Another issue in figuring out safety of the drugs for humans is how early in pregnancy they are taken. "It is likely that 'when' exposure occurs is as important as 'for how long,'" Sharpe says. "We suspect that exposure early in pregnancy—before 12 weeks—will be most important."
Greater asthma risk
Another study that actually did involve humans showed that the children of moms who had taken acetaminophen in pregnancy were more likely to have asthma at three and seven years old. Researchers in Europe looked at data from 114,500 children in Norway to compare those who had asthma (5.7 percent at three years old and 5.1 percent at seven) with those whose moms had taken acetaminophen during pregnancy, and found a link.
Even more important, the researchers were able to see why the moms had taken the med—for fever, pain or the flu—and to compare to moms who had the same symptoms but didn't take the drug. By looking at the data this way, they were able to rule out the symptom itself as being a reason for the increase in asthma risk. In addition, they looked at the mothers' and fathers' acetaminophen use outside pregnancy, to confirm that it was the drugs' use during pregnancy specifically, and not any outside factors or health behaviors, that was the cause. The study authors theorize that the drug could cause an increase in "oxidative stress" (the difficulty of the body to fight off toxins) during pregnancy, which is thought to raise the risk of asthma.
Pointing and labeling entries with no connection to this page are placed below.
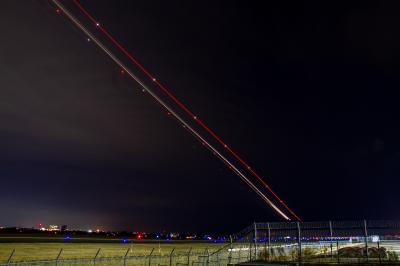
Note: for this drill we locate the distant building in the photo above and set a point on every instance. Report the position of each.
(53, 228)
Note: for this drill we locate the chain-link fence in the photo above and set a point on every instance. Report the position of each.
(329, 242)
(333, 242)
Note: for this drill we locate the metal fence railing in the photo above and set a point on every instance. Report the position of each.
(331, 242)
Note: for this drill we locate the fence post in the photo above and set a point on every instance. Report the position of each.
(299, 241)
(151, 253)
(379, 253)
(255, 241)
(126, 254)
(95, 257)
(231, 249)
(366, 239)
(58, 256)
(190, 250)
(331, 240)
(269, 241)
(170, 256)
(249, 247)
(337, 248)
(10, 257)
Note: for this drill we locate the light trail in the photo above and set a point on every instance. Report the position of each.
(179, 103)
(169, 109)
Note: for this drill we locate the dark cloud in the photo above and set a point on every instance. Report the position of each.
(307, 92)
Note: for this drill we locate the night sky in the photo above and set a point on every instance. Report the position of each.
(306, 92)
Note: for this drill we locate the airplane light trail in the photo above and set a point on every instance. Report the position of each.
(179, 103)
(175, 115)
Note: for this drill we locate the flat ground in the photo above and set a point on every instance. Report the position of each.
(47, 251)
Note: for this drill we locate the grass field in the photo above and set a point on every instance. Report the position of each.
(47, 251)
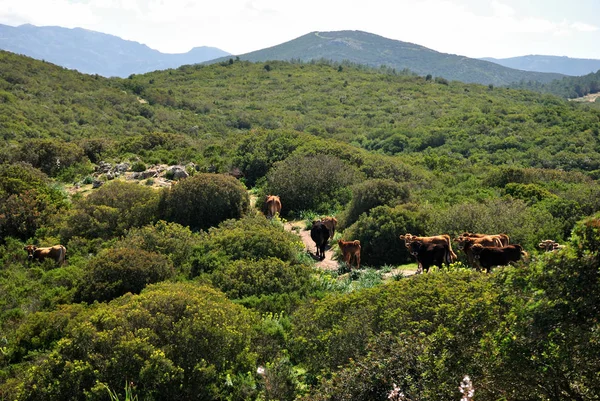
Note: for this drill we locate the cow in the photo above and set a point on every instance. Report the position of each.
(466, 242)
(58, 253)
(330, 223)
(428, 254)
(494, 256)
(320, 234)
(550, 245)
(273, 204)
(350, 250)
(503, 238)
(444, 239)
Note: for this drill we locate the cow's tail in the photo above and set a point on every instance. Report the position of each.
(63, 255)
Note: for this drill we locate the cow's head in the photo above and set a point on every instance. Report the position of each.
(414, 248)
(30, 249)
(476, 249)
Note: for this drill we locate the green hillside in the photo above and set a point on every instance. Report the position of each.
(374, 51)
(176, 286)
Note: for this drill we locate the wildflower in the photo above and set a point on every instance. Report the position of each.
(466, 389)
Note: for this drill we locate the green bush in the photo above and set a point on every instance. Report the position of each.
(168, 239)
(243, 278)
(252, 237)
(114, 272)
(378, 233)
(174, 341)
(318, 183)
(204, 200)
(28, 201)
(111, 210)
(370, 194)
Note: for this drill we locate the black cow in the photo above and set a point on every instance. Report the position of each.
(489, 256)
(320, 234)
(429, 254)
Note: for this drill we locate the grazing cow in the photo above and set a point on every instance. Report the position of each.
(350, 249)
(493, 256)
(428, 254)
(58, 253)
(503, 238)
(550, 245)
(465, 244)
(444, 240)
(273, 205)
(330, 223)
(320, 234)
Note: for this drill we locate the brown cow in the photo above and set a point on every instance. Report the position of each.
(58, 253)
(550, 245)
(350, 249)
(494, 256)
(503, 238)
(330, 223)
(444, 240)
(465, 244)
(273, 205)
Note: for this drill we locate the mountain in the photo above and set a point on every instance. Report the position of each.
(556, 64)
(93, 52)
(373, 50)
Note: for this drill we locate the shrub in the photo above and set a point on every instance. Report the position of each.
(370, 194)
(252, 237)
(114, 272)
(204, 200)
(243, 278)
(111, 210)
(379, 230)
(169, 239)
(174, 341)
(27, 201)
(316, 182)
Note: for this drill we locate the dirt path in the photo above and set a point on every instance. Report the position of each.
(298, 227)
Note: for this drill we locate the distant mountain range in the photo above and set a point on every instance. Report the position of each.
(560, 65)
(93, 52)
(373, 50)
(98, 53)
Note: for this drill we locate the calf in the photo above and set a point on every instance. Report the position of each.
(273, 204)
(58, 253)
(428, 254)
(550, 245)
(489, 256)
(330, 223)
(320, 234)
(444, 240)
(350, 249)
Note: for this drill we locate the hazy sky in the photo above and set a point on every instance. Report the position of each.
(473, 28)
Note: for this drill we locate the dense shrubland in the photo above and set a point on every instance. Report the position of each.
(189, 293)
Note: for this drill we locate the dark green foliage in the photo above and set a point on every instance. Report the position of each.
(50, 155)
(252, 237)
(27, 200)
(111, 210)
(168, 239)
(204, 200)
(372, 193)
(311, 182)
(114, 272)
(379, 230)
(243, 278)
(174, 341)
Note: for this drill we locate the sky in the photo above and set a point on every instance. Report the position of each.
(472, 28)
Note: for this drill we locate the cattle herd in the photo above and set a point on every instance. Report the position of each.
(482, 251)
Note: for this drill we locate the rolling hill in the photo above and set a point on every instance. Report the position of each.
(373, 50)
(93, 52)
(555, 64)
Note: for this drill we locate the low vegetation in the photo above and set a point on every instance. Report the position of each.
(184, 290)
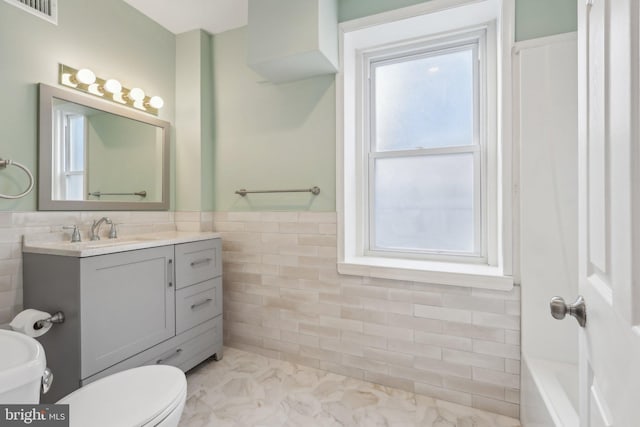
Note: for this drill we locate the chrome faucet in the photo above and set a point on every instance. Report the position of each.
(94, 232)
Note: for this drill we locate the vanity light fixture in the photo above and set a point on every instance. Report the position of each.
(86, 81)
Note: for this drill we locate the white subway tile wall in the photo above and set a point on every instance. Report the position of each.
(283, 298)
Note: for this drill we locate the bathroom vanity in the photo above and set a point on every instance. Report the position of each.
(154, 299)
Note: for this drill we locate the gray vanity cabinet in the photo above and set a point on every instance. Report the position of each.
(158, 305)
(128, 305)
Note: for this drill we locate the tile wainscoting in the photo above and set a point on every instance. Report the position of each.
(283, 298)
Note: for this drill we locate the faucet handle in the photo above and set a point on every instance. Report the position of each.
(113, 232)
(75, 235)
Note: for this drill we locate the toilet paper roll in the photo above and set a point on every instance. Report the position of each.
(25, 322)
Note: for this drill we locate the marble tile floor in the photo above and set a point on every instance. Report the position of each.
(249, 390)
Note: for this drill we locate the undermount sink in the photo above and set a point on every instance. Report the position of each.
(105, 246)
(111, 242)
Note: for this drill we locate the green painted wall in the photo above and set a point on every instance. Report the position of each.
(539, 18)
(110, 37)
(534, 18)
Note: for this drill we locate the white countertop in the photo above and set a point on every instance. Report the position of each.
(37, 245)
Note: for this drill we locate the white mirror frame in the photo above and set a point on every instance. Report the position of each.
(45, 160)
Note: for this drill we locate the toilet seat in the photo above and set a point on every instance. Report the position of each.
(142, 396)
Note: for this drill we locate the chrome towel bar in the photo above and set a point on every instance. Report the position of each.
(313, 190)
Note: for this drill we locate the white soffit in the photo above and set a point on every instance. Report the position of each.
(179, 16)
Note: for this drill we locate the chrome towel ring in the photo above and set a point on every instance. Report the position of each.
(3, 164)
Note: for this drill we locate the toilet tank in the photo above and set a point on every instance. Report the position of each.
(22, 365)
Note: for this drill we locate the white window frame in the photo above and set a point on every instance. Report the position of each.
(372, 37)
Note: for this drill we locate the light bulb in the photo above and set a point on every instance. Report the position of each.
(156, 102)
(86, 76)
(112, 86)
(136, 94)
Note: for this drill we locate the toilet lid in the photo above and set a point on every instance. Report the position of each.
(130, 398)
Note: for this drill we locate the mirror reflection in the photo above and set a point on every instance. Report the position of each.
(96, 155)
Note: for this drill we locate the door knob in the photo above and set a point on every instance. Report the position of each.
(578, 309)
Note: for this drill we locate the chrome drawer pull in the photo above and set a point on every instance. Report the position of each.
(171, 356)
(203, 302)
(201, 261)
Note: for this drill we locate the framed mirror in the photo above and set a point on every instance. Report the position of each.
(95, 155)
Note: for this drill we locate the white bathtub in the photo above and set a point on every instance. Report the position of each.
(550, 394)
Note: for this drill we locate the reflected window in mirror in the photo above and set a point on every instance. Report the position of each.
(69, 174)
(95, 155)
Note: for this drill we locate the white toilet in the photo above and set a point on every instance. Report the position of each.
(144, 396)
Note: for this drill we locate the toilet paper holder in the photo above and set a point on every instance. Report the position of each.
(57, 317)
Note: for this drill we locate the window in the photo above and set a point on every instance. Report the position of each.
(419, 147)
(425, 170)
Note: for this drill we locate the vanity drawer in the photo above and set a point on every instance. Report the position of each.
(201, 347)
(185, 350)
(198, 303)
(198, 261)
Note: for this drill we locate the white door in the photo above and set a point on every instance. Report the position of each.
(609, 168)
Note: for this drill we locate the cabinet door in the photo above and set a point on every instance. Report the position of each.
(128, 305)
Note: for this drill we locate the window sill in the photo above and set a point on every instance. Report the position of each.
(442, 273)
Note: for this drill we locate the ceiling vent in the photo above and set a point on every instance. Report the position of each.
(45, 9)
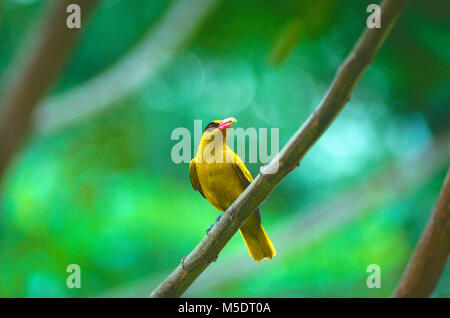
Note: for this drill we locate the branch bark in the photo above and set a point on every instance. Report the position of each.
(287, 160)
(431, 253)
(40, 69)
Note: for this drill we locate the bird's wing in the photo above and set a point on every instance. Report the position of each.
(194, 178)
(245, 177)
(242, 171)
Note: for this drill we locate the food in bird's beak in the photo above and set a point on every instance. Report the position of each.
(226, 123)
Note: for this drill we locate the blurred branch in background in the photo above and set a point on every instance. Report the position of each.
(40, 68)
(288, 159)
(432, 250)
(144, 61)
(384, 187)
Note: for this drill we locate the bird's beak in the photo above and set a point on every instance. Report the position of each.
(226, 123)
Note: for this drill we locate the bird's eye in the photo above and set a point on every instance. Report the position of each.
(211, 126)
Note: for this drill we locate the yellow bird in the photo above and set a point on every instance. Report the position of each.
(220, 176)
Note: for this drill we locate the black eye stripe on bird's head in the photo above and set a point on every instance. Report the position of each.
(211, 125)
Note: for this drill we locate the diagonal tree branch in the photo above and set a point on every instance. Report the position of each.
(287, 160)
(40, 69)
(432, 251)
(153, 53)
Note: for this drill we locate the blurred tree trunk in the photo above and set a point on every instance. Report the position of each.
(431, 253)
(38, 70)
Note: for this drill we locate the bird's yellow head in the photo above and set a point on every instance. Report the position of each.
(213, 141)
(218, 126)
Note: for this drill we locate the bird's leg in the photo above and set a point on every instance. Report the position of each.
(209, 229)
(211, 226)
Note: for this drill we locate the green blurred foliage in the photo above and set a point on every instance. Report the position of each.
(106, 195)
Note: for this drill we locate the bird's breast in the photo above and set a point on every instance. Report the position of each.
(219, 183)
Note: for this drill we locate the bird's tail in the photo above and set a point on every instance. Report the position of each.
(258, 243)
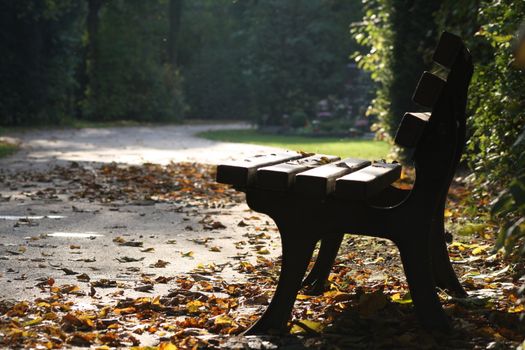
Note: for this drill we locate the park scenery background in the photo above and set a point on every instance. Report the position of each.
(327, 76)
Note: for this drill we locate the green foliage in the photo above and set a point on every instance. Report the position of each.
(296, 54)
(39, 41)
(509, 207)
(399, 35)
(264, 59)
(356, 148)
(496, 109)
(128, 79)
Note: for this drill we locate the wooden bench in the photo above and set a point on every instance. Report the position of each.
(316, 198)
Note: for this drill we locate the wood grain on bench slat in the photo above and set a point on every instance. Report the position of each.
(428, 89)
(411, 129)
(242, 173)
(320, 182)
(368, 181)
(280, 177)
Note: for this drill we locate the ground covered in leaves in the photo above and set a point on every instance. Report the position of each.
(366, 303)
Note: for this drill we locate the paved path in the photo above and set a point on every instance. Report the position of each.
(131, 145)
(40, 237)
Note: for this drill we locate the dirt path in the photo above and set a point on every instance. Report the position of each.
(130, 145)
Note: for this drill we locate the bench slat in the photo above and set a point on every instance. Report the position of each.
(320, 182)
(368, 181)
(428, 89)
(411, 129)
(242, 173)
(281, 177)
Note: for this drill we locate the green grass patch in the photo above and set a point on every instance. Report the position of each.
(356, 148)
(7, 149)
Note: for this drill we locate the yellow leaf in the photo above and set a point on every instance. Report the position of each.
(479, 250)
(167, 346)
(306, 326)
(193, 306)
(187, 255)
(223, 320)
(33, 322)
(406, 299)
(517, 308)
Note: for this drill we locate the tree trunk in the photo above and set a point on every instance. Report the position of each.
(91, 48)
(174, 17)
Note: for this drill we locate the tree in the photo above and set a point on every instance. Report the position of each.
(39, 45)
(128, 75)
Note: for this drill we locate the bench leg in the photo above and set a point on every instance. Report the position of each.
(444, 274)
(416, 258)
(297, 253)
(316, 279)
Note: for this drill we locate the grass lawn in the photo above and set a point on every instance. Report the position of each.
(356, 148)
(7, 149)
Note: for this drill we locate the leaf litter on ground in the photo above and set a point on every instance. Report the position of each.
(366, 302)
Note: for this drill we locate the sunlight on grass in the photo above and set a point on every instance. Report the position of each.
(356, 148)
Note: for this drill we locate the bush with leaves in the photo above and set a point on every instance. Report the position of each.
(509, 207)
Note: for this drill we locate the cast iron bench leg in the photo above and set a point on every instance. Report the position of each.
(417, 263)
(316, 279)
(297, 250)
(444, 274)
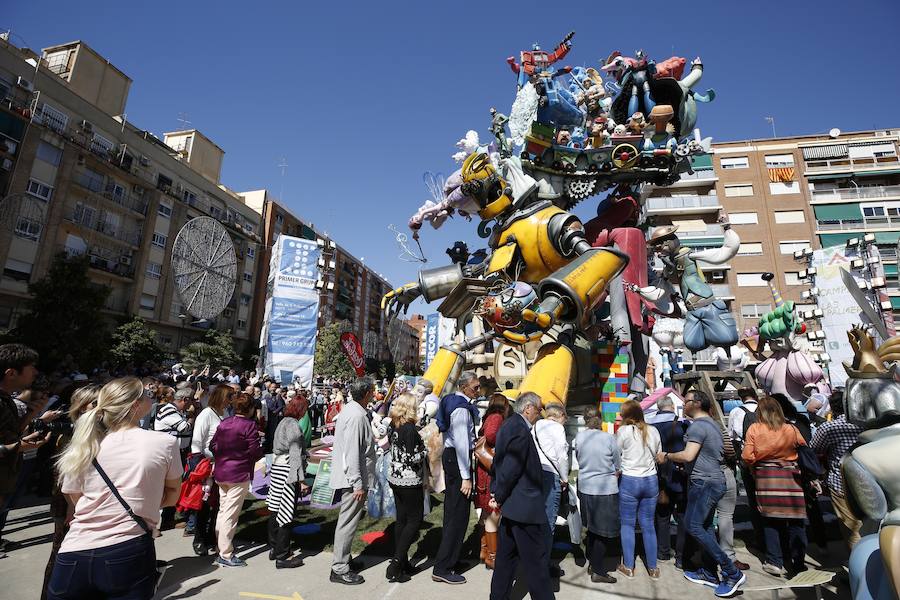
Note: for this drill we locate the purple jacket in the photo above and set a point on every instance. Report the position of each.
(235, 448)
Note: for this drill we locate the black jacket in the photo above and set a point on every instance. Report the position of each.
(517, 473)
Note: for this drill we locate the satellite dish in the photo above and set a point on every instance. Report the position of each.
(205, 267)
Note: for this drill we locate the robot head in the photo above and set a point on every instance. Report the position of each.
(483, 184)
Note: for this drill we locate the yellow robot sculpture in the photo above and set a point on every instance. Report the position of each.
(541, 277)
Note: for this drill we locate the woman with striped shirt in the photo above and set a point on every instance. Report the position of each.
(286, 485)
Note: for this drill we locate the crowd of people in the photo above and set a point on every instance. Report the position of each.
(134, 452)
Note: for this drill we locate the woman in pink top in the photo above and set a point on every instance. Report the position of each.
(770, 449)
(108, 553)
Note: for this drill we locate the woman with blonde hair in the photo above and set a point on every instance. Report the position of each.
(770, 449)
(118, 476)
(639, 444)
(406, 477)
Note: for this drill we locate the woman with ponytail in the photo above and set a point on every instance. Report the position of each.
(108, 552)
(638, 488)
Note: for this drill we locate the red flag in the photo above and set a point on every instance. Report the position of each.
(353, 349)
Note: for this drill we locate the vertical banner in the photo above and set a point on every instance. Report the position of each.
(353, 351)
(431, 338)
(292, 311)
(840, 310)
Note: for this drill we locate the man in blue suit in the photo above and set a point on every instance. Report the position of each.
(517, 489)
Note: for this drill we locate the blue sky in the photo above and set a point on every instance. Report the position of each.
(362, 98)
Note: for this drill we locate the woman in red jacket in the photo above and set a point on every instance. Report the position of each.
(497, 411)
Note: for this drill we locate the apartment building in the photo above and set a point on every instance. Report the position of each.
(350, 291)
(77, 177)
(783, 195)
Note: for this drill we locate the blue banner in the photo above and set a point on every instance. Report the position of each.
(292, 311)
(431, 337)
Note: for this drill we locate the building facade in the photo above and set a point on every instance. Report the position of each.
(77, 177)
(785, 195)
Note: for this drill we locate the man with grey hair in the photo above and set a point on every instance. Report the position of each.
(517, 489)
(456, 419)
(352, 473)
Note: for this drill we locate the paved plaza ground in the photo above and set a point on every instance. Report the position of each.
(29, 529)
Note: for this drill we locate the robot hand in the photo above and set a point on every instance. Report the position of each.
(400, 297)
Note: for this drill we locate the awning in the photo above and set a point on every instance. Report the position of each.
(828, 212)
(825, 152)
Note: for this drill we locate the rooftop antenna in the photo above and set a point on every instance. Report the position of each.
(282, 164)
(182, 118)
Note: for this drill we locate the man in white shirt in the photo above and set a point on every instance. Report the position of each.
(550, 438)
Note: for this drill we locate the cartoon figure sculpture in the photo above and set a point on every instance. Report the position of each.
(542, 275)
(536, 61)
(871, 477)
(788, 370)
(707, 320)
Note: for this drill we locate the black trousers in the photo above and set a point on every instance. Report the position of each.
(410, 502)
(528, 542)
(595, 550)
(456, 516)
(280, 538)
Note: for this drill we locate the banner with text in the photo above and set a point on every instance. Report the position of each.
(292, 311)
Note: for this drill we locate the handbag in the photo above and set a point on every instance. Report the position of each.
(161, 565)
(484, 454)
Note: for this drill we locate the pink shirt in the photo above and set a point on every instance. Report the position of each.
(138, 462)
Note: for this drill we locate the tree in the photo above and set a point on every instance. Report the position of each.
(215, 349)
(64, 316)
(134, 342)
(330, 359)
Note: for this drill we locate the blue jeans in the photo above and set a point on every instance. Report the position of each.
(552, 492)
(637, 502)
(124, 571)
(702, 498)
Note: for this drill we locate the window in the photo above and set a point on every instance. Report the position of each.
(775, 161)
(751, 280)
(754, 311)
(735, 162)
(792, 246)
(40, 190)
(750, 218)
(784, 187)
(49, 153)
(28, 228)
(733, 191)
(789, 216)
(148, 301)
(750, 249)
(154, 270)
(53, 118)
(17, 270)
(92, 180)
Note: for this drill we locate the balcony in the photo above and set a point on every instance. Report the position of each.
(682, 205)
(89, 220)
(865, 223)
(712, 230)
(849, 165)
(876, 192)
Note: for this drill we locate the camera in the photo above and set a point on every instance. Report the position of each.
(62, 426)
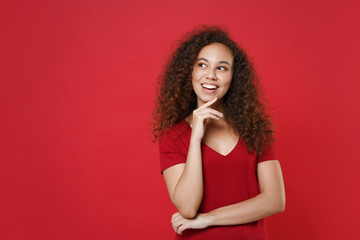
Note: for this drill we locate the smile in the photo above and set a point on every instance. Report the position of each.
(209, 86)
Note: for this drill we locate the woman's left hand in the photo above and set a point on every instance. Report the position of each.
(179, 223)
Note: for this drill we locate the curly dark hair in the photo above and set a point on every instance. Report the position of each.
(243, 107)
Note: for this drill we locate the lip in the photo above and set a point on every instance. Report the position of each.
(205, 87)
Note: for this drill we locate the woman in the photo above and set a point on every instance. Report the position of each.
(216, 153)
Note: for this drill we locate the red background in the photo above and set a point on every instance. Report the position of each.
(77, 89)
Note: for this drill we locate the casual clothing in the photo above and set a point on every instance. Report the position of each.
(227, 180)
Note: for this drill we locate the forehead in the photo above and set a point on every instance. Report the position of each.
(216, 52)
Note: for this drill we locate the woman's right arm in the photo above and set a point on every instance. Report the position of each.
(185, 181)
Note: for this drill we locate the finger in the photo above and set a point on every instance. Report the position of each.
(208, 103)
(182, 228)
(213, 111)
(208, 115)
(175, 215)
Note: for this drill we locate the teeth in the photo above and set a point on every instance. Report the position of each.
(209, 86)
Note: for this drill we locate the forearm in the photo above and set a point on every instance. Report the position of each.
(247, 211)
(188, 192)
Although there have been other studies that looked at acetaminophen use during pregnancy and asthma, this was the largest, and the first to compare pregnant moms' symptoms with and without the drug to the risk of childhood asthma. But, the study authors weren't able to confirm the severity of the mothers' symptoms, or how much acetaminophen the pregnant women took.
Should you take Tylenol or Advil if you're pregnant?
Advil is already not recommended in pregnancy, especially during the last trimester, because of the risk of certain birth defects and complications for delivery. Tylenol is generally considered safe in pregnancy—although the FDA did recently review its position based on other studies concerning acetaminophen's safety, and found the research "too limited" to make any recommendations against its use.
The benefits of taking any drug during pregnancy have to be weighed against the risks—being in a lot of pain during pregnancy isn't good either. The authors of both studies advise pregnant women to stick with the current recommendations for now. But, Sharpe does recommend to use the lowest possible dose for the shortest period of time, just to be on the safe side.